Overall, the experience is much like using the $3,000 navigation systems built into the dashboards of expensive cars. Because the iQue also accepts signals from WAAS (Wide-Area Augmentation System, a supplementary navigation signal broadcast by the Federal Aviation Administration for aircraft use), it's much more accurate than less expensive GPS units.

Ritz Camera tests inexpensive digital camera

Digital cameras usually sell for $200 and up, a lot more than their film equivalents. But Ritz Camera has begun to sell (and in Wisconsin, Walgreens is test-marketing) a single-use digital camera that costs about as much as, and works like, a disposable film camera. The Ritz Dakota Digital and the Studio 35 Digital from Walgreens hold 25 pictures with a 2-megapixel resolution, enough for enlargements of up to 6 by 8 inches. That capacity need not be wasted on bad shots; users can delete a picture if they suspect it is flawed, creating room for retakes.

The economy comes at a price: There is no LCD screen on the camera to show what the pictures look like.

Automatic exposure and flash controls eliminate some potential picture errors, though. A self-timer enables the photographer to get into the picture.

The camera costs $10.99, which includes a set of 4-by-6-inch prints, an index print showing thumbnails of all 25 shots, and a photo CD, allowing for further home or commercial printing. The CD also contains Mac and PC software for viewing, saving, printing or e-mailing photos, which need not be installed in the user's computer.

Ritz (www.ritzcamera.com) has 1,200 locations across the country under the Ritz, Wolf, Kits, Inkleys and Camera Shop names.

Just how important is your e-mail to you?

E-mail has become such a critical part of business that some system overseers consider a breakdown more traumatic than a divorce. Veritas Software's Mark Bregman, whose company released a report on reliability, said, "E-mail has become far more than a communication tool, placing a huge responsibility on organizations to ensure it is always available."

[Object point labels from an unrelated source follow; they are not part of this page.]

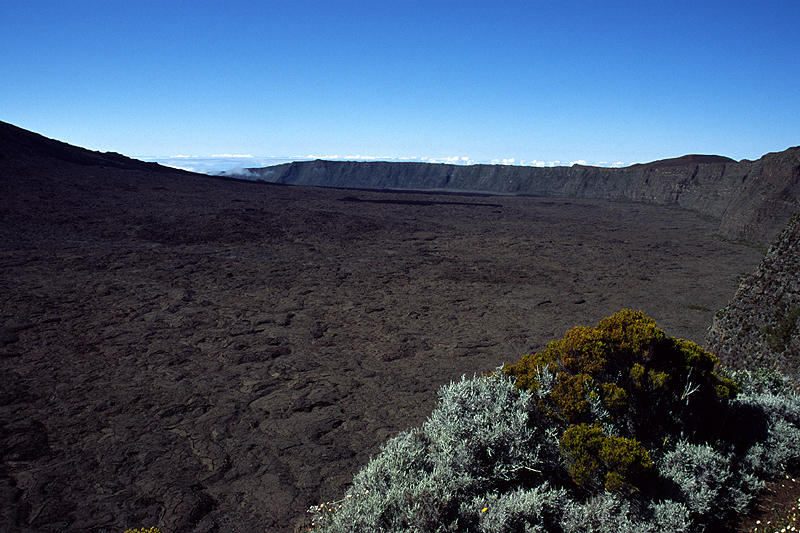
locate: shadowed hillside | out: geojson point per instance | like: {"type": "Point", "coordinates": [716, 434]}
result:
{"type": "Point", "coordinates": [201, 354]}
{"type": "Point", "coordinates": [751, 199]}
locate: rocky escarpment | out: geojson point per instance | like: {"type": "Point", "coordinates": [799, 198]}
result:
{"type": "Point", "coordinates": [752, 199]}
{"type": "Point", "coordinates": [761, 325]}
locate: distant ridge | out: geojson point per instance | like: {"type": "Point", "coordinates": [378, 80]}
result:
{"type": "Point", "coordinates": [691, 159]}
{"type": "Point", "coordinates": [752, 199]}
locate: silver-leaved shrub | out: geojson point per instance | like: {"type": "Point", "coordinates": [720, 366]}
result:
{"type": "Point", "coordinates": [488, 460]}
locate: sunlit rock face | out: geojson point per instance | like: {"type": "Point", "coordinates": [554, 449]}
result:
{"type": "Point", "coordinates": [752, 199]}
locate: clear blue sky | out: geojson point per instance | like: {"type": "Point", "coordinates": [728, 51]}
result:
{"type": "Point", "coordinates": [601, 82]}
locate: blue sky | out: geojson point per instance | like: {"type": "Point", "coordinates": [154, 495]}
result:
{"type": "Point", "coordinates": [536, 82]}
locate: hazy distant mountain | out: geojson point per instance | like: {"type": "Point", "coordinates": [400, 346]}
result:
{"type": "Point", "coordinates": [752, 199]}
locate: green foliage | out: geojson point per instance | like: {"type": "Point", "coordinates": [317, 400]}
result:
{"type": "Point", "coordinates": [647, 383]}
{"type": "Point", "coordinates": [590, 452]}
{"type": "Point", "coordinates": [616, 428]}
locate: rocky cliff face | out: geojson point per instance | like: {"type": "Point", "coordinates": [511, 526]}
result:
{"type": "Point", "coordinates": [752, 199]}
{"type": "Point", "coordinates": [760, 327]}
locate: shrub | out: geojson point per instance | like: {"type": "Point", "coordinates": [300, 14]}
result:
{"type": "Point", "coordinates": [613, 428]}
{"type": "Point", "coordinates": [589, 451]}
{"type": "Point", "coordinates": [646, 382]}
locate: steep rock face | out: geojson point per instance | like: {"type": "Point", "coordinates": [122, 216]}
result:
{"type": "Point", "coordinates": [752, 199]}
{"type": "Point", "coordinates": [761, 325]}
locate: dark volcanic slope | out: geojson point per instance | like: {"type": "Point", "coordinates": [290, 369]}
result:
{"type": "Point", "coordinates": [761, 325]}
{"type": "Point", "coordinates": [192, 353]}
{"type": "Point", "coordinates": [751, 199]}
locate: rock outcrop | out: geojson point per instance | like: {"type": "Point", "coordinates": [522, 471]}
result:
{"type": "Point", "coordinates": [752, 199]}
{"type": "Point", "coordinates": [760, 327]}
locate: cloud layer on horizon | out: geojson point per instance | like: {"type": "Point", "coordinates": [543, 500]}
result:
{"type": "Point", "coordinates": [238, 163]}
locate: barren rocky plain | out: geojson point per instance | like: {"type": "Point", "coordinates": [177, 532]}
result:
{"type": "Point", "coordinates": [202, 354]}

Nearly half the respondents say they would have difficulty retrieving particular e-mail messages if requested, and over a third of the IT staff questioned find the loss of e-mail more traumatic than events such as a car accident or getting a divorce.

Keeping a grip on Toshiba's portable DVD player

Portables, which are moved more frequently than desktop equipment, are also more often dropped - and "Oops!" isn't something you want to say when carrying an expensive DVD player.

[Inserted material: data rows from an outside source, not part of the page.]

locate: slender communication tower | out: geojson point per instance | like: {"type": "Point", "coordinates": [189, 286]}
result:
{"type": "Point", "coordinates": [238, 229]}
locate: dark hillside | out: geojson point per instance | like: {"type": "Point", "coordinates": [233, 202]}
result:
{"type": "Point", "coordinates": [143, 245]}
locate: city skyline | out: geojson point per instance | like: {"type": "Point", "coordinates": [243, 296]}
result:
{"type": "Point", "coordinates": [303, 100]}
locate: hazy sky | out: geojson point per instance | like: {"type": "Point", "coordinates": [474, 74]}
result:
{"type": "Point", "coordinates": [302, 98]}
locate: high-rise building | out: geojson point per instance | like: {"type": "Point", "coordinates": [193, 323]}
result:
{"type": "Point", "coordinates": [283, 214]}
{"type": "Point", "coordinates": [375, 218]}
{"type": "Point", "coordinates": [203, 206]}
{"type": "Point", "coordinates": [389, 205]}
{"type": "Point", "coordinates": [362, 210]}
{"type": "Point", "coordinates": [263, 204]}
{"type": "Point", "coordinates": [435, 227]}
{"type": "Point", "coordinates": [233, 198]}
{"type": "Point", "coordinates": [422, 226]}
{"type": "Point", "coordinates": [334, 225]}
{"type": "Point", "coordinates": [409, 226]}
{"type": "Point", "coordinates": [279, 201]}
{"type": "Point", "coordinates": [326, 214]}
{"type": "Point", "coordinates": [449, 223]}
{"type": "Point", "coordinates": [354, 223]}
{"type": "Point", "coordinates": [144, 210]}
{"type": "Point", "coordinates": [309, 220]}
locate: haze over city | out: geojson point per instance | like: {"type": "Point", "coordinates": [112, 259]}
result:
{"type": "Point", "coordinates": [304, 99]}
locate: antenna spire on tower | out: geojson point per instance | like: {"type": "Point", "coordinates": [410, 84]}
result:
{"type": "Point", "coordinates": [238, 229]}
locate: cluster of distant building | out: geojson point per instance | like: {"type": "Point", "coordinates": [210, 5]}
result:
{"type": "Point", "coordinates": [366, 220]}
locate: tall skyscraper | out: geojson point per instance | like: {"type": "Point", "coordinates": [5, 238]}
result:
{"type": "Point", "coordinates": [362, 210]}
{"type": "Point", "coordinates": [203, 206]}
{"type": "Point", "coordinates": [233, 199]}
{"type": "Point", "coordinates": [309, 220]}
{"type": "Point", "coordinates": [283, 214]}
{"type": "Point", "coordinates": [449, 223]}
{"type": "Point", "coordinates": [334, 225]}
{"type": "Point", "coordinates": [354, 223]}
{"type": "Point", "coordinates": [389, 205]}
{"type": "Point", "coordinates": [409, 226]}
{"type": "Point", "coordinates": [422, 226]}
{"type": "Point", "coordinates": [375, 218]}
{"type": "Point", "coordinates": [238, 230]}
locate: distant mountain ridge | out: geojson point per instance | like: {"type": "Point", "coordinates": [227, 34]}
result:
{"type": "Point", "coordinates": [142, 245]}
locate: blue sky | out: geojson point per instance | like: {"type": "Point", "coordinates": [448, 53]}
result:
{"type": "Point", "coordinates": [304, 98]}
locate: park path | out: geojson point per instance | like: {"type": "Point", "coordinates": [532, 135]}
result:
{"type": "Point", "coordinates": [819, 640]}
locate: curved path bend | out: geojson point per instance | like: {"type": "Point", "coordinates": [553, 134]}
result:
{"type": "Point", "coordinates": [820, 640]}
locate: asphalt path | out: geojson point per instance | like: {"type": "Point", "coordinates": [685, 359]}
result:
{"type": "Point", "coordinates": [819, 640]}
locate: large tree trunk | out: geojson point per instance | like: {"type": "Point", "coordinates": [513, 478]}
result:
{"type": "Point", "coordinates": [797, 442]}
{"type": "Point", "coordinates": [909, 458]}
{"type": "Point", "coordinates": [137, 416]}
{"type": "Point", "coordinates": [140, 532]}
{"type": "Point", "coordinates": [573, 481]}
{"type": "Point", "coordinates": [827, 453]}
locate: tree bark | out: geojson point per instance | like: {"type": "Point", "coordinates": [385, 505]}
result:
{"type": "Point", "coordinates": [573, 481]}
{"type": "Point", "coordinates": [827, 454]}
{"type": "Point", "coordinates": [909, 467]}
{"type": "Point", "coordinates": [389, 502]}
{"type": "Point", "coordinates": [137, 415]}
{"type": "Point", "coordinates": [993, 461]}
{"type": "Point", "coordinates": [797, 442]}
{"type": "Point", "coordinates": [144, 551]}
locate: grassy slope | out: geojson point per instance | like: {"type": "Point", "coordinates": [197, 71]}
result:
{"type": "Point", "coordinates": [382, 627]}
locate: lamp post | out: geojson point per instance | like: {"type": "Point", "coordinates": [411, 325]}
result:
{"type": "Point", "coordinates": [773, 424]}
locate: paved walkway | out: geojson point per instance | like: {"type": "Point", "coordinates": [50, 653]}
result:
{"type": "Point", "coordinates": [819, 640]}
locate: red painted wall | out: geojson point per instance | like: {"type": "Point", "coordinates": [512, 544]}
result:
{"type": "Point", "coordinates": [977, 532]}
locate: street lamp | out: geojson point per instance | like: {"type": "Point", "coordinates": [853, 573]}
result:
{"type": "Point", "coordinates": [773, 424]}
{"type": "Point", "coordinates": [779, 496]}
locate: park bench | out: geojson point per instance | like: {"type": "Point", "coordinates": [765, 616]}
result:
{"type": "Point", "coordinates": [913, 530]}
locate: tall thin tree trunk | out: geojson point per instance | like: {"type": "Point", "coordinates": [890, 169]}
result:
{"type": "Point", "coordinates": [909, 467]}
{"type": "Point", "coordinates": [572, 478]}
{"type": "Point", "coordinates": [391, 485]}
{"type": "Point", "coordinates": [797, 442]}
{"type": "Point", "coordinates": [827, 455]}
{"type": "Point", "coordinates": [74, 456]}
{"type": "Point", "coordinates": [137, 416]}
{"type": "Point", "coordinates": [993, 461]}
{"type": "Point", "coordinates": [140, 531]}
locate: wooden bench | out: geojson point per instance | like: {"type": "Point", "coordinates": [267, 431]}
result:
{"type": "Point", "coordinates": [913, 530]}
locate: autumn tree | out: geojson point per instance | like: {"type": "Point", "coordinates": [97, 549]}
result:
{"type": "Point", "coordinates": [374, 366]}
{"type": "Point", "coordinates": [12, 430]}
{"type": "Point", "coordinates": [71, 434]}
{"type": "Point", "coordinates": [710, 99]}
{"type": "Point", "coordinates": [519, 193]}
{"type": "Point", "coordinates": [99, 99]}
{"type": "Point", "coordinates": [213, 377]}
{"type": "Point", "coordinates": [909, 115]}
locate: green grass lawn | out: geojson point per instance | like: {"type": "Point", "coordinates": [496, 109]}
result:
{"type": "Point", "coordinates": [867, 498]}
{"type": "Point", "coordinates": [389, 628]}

Toshiba's SD-P1200 player has what it calls a sure-grip design that includes a hand-friendly shape with finger recesses and a rubberized texture. The rubberized section is bright red, and the rest black.

The machine, which has a list price of $599 and is available through online and bricks-and-mortar retailers, plays standard and recordable DVDs and CDs as well as MP3 CDs.

It has a remote control and all the jacks needed for connection to home theater systems, including S-Video and digital audio outputs. A lithium-ion battery clips to the bottom; after a little less than 41/2 of charging, it will run the player for 31/2 hours, about long enough for two ordinary movies.

Dual headphone jacks allow you and a friend to watch quietly together, and the virtual surround works well, especially through headphones. The performance is sure-footed, too: The 7-inch wide-screen display is bright enough to view outdoors in open shade.